L’ensemble des travaux de M. Robin constitue d’ailleurs un des plus intéressans chapitres de l’histoire de la science française au XIXe siècle. Ajoutons que cette histoire n’est ni médiocrement glorieuse pour notre pays ni médiocrement rassurante pour l’avenir de la science. Elle nous révèle en France, depuis le commencement du siècle et dans tous les ordres de connaissances, une suite de travaux qui se font remarquer par leur continuité, par leur solidité et au premier chef par leur lucidité. Le grand caractère de nos découvertes, c’est d’être claires autant que sûres et de s’imposer immédiatement à ce double titre. Maigre l’exiguïté de nos laboratoires, la pénurie de nos ressources, l’incertitude des perspectives offertes aux ouvriers de l’intelligence et l’indifférence d’une notable partie du public qui ne s’intéresse guère aux vérités abstraites, nos physiciens, nos chimistes, nos biologistes, continuent avec persévérance leur œuvre d’investigation. Disons-le fièrement, car c’est la vérité, en dépit du luxe et de la multiplicité de leurs établissemens scientifiques, les Allemands et les Anglais ne font pas plus de besogne ni de meilleure besogne que nous.
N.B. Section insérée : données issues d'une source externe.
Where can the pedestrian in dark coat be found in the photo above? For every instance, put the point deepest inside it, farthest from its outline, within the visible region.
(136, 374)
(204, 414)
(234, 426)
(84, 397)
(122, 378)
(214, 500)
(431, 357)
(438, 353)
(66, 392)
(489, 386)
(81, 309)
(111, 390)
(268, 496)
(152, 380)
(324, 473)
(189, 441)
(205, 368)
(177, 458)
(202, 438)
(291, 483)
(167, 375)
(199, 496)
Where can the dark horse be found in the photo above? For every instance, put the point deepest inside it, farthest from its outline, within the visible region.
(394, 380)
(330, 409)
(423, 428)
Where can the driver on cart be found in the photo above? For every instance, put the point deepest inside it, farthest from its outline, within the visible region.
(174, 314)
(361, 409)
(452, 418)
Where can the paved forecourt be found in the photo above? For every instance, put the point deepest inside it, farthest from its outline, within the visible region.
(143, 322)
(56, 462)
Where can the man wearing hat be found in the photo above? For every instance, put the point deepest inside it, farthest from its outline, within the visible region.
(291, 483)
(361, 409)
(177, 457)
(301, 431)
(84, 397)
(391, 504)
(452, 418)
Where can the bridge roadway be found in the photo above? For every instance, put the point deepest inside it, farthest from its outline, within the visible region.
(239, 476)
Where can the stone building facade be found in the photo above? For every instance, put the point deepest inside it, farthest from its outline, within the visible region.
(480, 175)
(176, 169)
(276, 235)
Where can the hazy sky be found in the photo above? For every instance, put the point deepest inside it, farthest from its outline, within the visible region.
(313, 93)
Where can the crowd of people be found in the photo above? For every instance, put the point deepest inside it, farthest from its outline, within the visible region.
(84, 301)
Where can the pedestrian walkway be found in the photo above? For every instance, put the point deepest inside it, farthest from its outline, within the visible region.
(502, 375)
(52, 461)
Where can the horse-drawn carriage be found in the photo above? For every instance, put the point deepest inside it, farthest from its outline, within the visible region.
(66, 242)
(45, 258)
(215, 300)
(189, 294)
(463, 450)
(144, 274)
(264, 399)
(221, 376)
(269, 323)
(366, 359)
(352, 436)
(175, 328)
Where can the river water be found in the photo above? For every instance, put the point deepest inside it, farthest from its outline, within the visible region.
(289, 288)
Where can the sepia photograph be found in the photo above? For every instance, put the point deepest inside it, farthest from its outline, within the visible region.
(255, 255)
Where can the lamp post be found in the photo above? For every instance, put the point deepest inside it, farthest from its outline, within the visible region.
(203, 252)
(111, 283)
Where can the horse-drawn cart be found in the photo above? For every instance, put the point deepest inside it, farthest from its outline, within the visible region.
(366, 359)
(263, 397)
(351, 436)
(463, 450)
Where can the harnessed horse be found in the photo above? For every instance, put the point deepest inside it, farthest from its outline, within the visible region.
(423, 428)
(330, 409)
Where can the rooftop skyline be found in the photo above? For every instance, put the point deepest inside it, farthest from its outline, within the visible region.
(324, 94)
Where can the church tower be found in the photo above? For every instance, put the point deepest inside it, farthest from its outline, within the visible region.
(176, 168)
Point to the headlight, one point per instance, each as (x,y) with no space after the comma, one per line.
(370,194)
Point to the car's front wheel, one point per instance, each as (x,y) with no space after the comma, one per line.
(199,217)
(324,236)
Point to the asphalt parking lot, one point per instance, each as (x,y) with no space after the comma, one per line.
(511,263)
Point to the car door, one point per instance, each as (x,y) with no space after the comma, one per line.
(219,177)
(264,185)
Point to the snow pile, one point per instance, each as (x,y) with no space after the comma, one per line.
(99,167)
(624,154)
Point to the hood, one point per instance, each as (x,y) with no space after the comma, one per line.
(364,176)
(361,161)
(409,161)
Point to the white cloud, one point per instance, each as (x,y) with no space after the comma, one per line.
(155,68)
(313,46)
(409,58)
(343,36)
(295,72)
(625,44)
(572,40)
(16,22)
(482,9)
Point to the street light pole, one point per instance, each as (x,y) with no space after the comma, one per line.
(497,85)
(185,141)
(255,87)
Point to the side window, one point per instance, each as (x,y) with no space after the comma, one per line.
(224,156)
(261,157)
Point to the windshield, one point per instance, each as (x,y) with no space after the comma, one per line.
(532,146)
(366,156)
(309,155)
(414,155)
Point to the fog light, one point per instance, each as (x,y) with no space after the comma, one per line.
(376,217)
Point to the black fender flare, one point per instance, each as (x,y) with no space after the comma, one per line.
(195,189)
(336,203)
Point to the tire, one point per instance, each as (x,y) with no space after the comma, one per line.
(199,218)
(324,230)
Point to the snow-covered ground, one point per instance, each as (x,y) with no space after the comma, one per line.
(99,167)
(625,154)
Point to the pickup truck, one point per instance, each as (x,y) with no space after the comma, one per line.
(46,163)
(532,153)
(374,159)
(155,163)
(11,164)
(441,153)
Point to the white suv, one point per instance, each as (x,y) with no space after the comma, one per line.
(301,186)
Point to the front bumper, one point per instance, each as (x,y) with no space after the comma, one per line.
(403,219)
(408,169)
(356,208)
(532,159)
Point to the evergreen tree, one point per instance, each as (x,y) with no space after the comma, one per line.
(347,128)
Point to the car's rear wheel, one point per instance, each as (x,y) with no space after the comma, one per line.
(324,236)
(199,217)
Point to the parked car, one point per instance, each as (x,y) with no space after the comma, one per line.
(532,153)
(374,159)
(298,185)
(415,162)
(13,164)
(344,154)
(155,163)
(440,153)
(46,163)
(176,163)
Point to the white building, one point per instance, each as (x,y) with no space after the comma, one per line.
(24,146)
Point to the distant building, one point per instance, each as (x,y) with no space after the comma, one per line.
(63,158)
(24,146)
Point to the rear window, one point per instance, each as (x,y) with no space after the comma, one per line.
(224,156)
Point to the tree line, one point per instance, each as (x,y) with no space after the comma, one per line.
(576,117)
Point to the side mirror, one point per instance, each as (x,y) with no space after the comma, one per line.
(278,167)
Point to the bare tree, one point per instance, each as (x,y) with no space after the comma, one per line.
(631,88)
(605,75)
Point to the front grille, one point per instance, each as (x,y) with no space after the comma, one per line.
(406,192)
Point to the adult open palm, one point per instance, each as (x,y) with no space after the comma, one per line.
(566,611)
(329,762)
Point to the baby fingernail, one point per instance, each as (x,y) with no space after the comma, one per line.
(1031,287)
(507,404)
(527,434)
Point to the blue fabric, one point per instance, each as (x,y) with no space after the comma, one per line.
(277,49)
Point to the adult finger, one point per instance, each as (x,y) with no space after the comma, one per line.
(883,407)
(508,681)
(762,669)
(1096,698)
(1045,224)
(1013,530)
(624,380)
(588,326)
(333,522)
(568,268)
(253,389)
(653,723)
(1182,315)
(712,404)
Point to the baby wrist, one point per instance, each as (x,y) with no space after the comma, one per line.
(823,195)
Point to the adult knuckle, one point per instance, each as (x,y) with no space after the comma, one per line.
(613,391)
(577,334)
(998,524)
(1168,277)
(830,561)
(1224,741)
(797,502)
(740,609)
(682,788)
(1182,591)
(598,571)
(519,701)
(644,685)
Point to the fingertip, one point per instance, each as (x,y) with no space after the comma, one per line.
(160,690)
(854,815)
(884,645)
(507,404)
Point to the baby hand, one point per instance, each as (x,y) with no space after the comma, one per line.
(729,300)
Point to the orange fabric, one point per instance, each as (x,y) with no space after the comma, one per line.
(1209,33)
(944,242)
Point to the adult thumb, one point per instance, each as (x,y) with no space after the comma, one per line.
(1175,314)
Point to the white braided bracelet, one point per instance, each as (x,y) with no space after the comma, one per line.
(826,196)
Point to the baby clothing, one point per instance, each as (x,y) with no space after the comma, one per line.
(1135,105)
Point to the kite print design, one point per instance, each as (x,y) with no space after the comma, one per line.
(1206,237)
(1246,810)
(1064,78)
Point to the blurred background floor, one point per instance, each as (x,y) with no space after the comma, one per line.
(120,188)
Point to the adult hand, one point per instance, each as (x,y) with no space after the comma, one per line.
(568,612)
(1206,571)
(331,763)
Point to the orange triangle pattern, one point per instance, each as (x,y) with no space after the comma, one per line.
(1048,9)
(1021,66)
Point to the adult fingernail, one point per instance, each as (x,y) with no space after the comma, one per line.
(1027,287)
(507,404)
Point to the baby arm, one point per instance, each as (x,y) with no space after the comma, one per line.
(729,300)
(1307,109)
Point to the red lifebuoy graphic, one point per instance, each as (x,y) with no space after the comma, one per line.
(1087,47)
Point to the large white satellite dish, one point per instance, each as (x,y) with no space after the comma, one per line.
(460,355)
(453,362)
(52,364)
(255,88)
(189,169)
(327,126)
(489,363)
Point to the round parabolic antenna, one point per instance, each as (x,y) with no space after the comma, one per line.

Je sais bien que plusieurs personnes considérables se sont émues dans ces derniers temps de la situation pénible faite aux jeunes savans français et de la parcimonie de notre budget en ce qui concerne les sommes allouées aux écoles de science pure. Pour entraîner le gouvernement dans une voie plus favorable aux intérêts des études et de la gloire nationales, elles ont cru devoir citer l’exemple des autres pays où l’argent est prodigué aux chercheurs avec autant de bonne grâce que la faveur publique. Certes l’intention de ces personnes est louable, et le pouvoir aurait tort de rester sourd à de si justes réclamations. Il ne saurait être trop convaincu que le moment est venu, comme dit M. Coste, de former en dehors de l’enseignement un personnel d’investigateurs assez largement rétribués pour n’avoir pas à se préoccuper du lendemain et pouvoir entreprendre en sécurité des recherches de longue haleine. Ce serait une faute énorme de laisser inachevées les fondations dues à l’initiative ardente de M. Duruy. Il convient même de les étendre et de les consolider au plus vite, surtout en ce qui concerne les moyens par où le professeur peut former des élèves, car c’est là ce qui constitue la grande force des laboratoires étrangers et la faiblesse des nôtres. Encore une fois, il ne faut pas conclure de l’infériorité de nos établissemens scientifiques et de nos moyens matériels à l’infériorité de nos productions et de nos résultats. Notre science contemporaine reste au premier rang, car c’est en France que dans ce siècle-ci sont nées et se sont développées avec éclat la chimie générale, la physiologie générale et l’anatomie générale.


FERNAND PAPILLON.

  1. Il y a consacré un ouvrage considérable : Traité de chimie anatomique et physiologique, par Robin et Verdeil, 3 vol. in-8o, 1853. C’est dans cet ouvrage que pour la première fois les principes immédiats sont divisés en trois classes.
  2. Voyez les travaux récens de MM. Onimus, Feltz et Picot (de Tours) entre autres.
  3. Les œufs d’oiseaux contiennent à leur centre l’ovule, dont le développement, au lieu de se faire au moyen de matériaux fournis directement par la mère, se fait aux dépens de ceux qui sont contenus dons l’œuf, c’est-à-dire du blanc et du jaune.
  4. Voyez le travail de M. Lemattre dans la Revue du 15 janvier 1870.
  5. Des auteurs qui avaient cru jusqu’ici que les globules de pus naissent par prolifération des élémens du tissu dit conjonctif se sont vus récemment contraints de renoncer à cette explication, conforme d’ailleurs à la théorie cellulaire, et ils en ont adopté une autre extrêmement ingénieuse, qui consiste à prétendre que ces globules viennent du sang sans jamais avoir constaté d’ailleurs comment ils se produisent dans le sang. Du reste, ils oublient aussi d’expliquer comment il se forme dans certains cas des collections purulentes où il y a cinq ou six fois plus de leucocytes que dans toute la masse sanguine qui a servi à les former.
  6. Introduction à la médecine expérimentale, in-8o, 1867.
  7. De l’appropriation des parties organiques et de l’organisme à l’accomplissement d’actions déterminées ; in-8o, 1860.